Uchimizu (打ち水) refers to the sprinkling of water in Japanese gardens and streets. It is more than a mere matter of hygiene and has, in temples and gardens, a ritual or contemplative purpose. In streets in summer, it serves to cool the immediate area, keep down dust, and also please neighbors. Japanese people see uchimizu as exemplifying national values as it combines utilitarian, aesthetic, courteous, and dutiful ends .

Traditionally, this was done with a bucket and ladle and the sprinkler would wear a yukata or summer kimono. In its more modern forms, various green groups have used the Internet to encourage people in Japan to do uchimizu with recycled water as a form of environmentally aware public courtesy.

== Practice ==

=== "Mission Uchimizu" ===
A public campaign for uchimizu, named “Sidewalk Sprinkling Campaign in Tokyo,” was initiated in 2003 by a coalition of non-profit organizations. This campaign aimed to address the issue of climate change and the urban heat island effect, which is the phenomenon of urban areas having higher temperatures than that of rural ones. The campaign was conducted on August 25 in Tokyo, where participants were encouraged to sprinkle the streets with recycled rain and bath water. An estimated 340,000 people participated, with some dressed in yukata to honor traditional Japanese culture. After the event, temperatures were reported to have decreased by one degree Celsius.

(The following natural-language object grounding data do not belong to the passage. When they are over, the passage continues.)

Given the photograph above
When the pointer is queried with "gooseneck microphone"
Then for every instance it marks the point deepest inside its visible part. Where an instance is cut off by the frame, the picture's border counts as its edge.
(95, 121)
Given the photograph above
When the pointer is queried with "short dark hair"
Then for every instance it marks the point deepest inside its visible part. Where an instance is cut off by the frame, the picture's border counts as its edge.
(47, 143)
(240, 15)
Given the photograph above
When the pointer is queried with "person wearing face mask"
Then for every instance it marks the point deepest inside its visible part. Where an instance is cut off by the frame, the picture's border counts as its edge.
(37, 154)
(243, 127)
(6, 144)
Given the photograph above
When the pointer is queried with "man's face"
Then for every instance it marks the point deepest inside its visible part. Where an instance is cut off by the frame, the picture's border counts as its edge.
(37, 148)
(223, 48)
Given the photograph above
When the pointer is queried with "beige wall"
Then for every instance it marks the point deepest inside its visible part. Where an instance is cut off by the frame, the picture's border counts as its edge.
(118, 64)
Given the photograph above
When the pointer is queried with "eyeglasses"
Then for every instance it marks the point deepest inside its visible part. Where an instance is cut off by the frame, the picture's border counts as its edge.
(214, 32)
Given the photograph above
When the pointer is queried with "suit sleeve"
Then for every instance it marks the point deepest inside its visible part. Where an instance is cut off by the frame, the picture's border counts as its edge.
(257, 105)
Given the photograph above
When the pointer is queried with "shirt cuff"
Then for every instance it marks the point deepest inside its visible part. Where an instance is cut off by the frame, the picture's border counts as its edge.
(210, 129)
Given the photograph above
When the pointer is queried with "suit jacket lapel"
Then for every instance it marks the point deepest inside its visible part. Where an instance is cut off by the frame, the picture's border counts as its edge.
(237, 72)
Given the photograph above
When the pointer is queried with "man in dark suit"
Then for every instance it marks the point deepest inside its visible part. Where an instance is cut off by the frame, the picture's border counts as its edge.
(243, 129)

In 2004, the campaign extended to places outside of Tokyo and its duration was extended to one week, from August 18 to 25. The campaign was also renamed "Sidewalk Sprinkling Campaign" and an estimated 3.29 million people participated. In 2005, participation levels reached an estimated 7.7 million, and in 2006, the dates for the campaign were permanently set from July 23 to August 23. The campaign received its English name, "Mission Uchimizu," in 2006 and 70 percent of Japanese people are now aware of the campaign.